An observation on Clean_Up_After_a_BOS-BOA_Job_is_Completed_or_Cancelled.md

Closed this issue · 5 comments

Not so much an "issue" with, as an observation prompting a question on. the text in the file

operations/boot_orchestration/Clean_Up_After_a_BOS-BOA_Job_is_Completed_or_Cancelled.md

We read (my formatting):

ConfigMap for BOA:

This ConfigMap contains the configuration information that the BOA job uses.
The BOA pod mounts a ConfigMap named boot-session at /mnt/boot_session
inside the pod.
This ConfigMap has a random UUID name, such as
e786def5-37a6-40db-b36b-6b67ebe174ee.
This name does not obviously connect it to the BOA job.

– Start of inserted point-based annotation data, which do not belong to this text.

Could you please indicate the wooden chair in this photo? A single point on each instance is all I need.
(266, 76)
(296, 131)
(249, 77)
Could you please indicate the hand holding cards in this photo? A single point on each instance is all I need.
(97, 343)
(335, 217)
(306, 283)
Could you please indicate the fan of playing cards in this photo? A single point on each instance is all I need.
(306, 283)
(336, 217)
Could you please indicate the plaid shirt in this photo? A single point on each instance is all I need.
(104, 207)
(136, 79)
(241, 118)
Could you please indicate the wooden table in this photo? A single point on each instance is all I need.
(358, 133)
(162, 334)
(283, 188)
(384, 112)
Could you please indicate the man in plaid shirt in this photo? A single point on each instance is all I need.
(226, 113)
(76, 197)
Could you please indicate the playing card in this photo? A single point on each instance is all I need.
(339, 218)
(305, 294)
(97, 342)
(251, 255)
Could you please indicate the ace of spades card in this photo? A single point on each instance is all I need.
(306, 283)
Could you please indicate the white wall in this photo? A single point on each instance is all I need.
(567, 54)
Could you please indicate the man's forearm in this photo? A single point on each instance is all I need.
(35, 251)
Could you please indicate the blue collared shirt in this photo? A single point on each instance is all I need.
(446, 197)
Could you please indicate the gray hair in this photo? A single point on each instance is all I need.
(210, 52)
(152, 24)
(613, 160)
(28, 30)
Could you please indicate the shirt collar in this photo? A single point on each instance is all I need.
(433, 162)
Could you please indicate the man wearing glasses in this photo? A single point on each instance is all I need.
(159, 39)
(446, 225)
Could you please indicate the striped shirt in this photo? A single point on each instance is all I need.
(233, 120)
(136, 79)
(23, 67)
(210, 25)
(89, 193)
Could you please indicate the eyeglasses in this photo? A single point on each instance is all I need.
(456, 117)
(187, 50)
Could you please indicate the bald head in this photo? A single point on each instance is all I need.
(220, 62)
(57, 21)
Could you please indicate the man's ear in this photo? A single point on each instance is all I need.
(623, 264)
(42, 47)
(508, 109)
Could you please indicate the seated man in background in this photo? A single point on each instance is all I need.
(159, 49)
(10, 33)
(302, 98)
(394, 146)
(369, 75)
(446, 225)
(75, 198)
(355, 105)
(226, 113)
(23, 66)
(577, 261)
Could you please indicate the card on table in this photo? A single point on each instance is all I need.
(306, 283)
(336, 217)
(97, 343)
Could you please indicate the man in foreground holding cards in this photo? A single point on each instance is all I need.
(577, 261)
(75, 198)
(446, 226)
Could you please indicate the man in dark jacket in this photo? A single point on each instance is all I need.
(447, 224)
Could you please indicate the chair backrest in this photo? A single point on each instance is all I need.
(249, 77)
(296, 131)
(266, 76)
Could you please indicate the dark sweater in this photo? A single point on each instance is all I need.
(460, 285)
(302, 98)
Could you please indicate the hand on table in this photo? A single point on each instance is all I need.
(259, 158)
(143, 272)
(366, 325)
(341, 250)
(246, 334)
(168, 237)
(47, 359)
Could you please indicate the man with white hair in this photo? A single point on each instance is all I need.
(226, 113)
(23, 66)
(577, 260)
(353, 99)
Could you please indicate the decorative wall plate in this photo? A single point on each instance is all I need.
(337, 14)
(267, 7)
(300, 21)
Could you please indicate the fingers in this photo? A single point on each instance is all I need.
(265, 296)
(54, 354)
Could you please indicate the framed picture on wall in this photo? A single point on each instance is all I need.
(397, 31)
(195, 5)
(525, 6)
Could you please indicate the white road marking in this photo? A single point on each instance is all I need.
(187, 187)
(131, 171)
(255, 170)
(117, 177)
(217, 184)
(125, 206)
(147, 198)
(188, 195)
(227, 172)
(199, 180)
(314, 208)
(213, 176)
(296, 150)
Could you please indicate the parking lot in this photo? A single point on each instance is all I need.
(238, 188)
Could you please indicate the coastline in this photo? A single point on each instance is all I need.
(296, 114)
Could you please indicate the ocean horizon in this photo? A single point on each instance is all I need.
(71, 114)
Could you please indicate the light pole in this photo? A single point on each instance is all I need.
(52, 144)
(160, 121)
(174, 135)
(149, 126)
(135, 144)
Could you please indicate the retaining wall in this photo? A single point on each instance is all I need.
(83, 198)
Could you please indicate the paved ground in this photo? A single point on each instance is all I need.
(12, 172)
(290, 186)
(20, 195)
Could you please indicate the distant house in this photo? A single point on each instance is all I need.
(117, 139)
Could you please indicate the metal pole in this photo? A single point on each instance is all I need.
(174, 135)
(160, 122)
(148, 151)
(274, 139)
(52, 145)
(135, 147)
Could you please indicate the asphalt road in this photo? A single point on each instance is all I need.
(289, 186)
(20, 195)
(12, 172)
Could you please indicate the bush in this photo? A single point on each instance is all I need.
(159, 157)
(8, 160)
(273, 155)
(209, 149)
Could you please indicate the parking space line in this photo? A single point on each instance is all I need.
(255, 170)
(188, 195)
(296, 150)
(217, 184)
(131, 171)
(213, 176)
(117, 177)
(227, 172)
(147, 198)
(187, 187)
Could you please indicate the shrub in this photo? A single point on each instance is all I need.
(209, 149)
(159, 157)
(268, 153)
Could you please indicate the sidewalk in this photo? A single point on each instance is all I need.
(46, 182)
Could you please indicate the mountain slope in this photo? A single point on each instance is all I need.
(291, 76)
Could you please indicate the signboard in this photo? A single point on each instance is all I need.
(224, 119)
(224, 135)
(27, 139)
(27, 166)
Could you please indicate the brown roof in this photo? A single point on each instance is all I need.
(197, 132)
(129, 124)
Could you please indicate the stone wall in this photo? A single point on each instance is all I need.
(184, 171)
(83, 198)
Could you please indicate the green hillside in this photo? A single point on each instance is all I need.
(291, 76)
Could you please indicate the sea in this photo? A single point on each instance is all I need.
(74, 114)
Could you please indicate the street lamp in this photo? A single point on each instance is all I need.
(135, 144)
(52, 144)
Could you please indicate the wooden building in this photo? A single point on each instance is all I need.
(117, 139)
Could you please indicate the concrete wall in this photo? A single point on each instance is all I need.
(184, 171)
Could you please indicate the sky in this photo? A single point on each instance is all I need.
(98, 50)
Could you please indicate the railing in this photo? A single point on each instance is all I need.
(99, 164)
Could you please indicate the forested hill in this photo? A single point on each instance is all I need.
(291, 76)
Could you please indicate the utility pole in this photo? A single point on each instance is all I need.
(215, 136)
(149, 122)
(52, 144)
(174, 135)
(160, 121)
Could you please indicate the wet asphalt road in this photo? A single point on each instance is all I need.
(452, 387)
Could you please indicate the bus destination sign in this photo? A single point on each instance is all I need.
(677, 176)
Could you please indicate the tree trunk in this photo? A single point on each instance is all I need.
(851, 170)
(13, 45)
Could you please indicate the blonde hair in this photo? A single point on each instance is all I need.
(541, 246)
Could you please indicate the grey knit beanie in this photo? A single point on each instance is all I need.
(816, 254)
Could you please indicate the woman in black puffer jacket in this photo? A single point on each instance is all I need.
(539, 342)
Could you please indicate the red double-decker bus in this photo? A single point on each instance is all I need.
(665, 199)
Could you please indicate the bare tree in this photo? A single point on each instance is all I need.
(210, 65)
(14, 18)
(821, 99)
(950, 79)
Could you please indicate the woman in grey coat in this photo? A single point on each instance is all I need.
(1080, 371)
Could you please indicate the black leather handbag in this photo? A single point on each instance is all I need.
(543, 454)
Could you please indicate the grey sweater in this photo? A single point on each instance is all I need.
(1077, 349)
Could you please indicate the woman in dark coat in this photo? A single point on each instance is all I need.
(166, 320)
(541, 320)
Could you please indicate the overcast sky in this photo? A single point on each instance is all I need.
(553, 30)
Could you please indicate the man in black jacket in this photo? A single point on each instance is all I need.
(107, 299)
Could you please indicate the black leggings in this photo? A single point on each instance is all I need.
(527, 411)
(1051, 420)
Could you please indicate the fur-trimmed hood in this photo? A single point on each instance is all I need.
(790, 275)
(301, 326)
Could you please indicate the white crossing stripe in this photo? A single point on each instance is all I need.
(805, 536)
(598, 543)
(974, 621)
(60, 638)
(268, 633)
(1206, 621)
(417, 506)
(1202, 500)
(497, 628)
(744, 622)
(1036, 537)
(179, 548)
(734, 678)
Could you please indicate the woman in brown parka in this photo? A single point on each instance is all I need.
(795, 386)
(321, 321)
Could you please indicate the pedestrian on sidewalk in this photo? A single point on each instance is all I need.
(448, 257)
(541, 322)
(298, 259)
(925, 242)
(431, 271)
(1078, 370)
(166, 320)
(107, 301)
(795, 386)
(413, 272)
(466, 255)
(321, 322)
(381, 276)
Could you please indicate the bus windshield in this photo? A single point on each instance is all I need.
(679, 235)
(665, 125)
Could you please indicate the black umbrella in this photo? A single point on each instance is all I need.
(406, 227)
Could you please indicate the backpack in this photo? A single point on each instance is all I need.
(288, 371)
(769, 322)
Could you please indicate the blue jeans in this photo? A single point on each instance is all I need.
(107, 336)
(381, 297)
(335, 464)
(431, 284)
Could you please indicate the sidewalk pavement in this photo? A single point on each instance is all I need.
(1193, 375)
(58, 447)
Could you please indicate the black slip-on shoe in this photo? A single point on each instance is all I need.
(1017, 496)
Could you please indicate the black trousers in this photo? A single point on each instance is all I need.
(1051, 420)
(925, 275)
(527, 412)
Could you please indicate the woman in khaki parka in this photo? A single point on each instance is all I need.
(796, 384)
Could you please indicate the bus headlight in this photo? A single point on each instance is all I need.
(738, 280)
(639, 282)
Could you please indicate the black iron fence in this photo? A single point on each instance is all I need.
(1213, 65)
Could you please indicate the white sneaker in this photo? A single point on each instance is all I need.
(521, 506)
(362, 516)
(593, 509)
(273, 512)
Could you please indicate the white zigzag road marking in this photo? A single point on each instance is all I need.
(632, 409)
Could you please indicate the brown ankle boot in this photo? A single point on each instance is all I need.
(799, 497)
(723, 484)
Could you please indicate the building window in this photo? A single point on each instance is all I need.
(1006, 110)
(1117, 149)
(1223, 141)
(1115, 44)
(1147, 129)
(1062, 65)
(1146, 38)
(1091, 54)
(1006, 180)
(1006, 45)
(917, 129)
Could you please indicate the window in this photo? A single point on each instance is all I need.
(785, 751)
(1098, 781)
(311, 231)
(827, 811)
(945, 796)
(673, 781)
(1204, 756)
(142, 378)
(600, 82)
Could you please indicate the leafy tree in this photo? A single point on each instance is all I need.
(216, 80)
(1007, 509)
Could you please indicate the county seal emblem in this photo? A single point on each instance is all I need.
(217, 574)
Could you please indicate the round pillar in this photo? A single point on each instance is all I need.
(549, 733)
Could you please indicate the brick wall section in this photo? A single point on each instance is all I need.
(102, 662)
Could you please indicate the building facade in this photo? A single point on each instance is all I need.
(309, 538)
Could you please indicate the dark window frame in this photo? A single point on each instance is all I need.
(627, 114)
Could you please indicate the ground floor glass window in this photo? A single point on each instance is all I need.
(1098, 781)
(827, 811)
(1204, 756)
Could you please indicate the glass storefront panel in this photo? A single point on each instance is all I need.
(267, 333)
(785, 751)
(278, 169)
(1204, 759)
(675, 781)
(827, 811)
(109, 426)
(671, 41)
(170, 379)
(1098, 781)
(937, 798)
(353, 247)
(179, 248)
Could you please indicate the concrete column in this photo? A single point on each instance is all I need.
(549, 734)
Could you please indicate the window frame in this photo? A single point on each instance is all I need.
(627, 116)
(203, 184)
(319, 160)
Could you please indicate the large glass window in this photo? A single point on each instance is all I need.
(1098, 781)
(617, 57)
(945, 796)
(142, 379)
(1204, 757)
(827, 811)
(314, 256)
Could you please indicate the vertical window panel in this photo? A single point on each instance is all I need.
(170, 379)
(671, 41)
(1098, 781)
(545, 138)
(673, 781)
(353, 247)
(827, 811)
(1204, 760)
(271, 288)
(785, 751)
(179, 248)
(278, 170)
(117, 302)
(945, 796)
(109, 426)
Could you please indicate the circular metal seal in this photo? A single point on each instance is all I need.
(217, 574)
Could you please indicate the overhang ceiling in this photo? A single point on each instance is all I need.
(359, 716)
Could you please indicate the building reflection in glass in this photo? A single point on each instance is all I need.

however, I am currently im the process of cleaning up four day's
worth of BOS Sessions, created whilst trying to solve an issue
that eventaully appeared to solve itself, and I am constantly seeing
that the ConfigMap's UUID doesn't appear to be random, but in
fact appears to be the same as the BOS Session ID, for example:

# export BOA_JOB_NAME=boa-7a98ae9d-512b-4623-8a90-4d3c6426e5fd
#
# export BOS_SESSION_ID=${BOA_JOB_NAME#boa-}
# echo  $BOS_SESSION_ID
7a98ae9d-512b-4623-8a90-4d3c6426e5fd
#
# kubectl -n services describe job ${BOA_JOB_NAME} | \
  grep -A3 boot-session:
   boot-session:
    Type:      ConfigMap (a volume populated by a ConfigMap)
    Name:      7a98ae9d-512b-4623-8a90-4d3c6426e5fd
    Optional:  false
#

so, have I just been "lucky", or has the underlying process been
altered so that the BOS Session ID is now propagated into the
ConfigMap UUID for the BOA ?

In which case the documentation doesn't relect that change.

Pinging @Cray-HPE/cms-core-bos.

@pawsey-kbuckley , @jsollom-hpe has created a JIRA to track this internally.

That's accurate; there is a 1-1 internal mapping for the created BOS session and the paired config map. This is more of a helpful coincidence more than anything else, but that is how the behavior is coded within the BOS server v1 code.

With BOS v2, there is no intermediate scheduling or datastructure tucked away into k8s, so these issues become less important.

I will update the bos v1 section of the readme.md document to indicate this.

This issue has not had activity in over 20 days and is being marked as stale.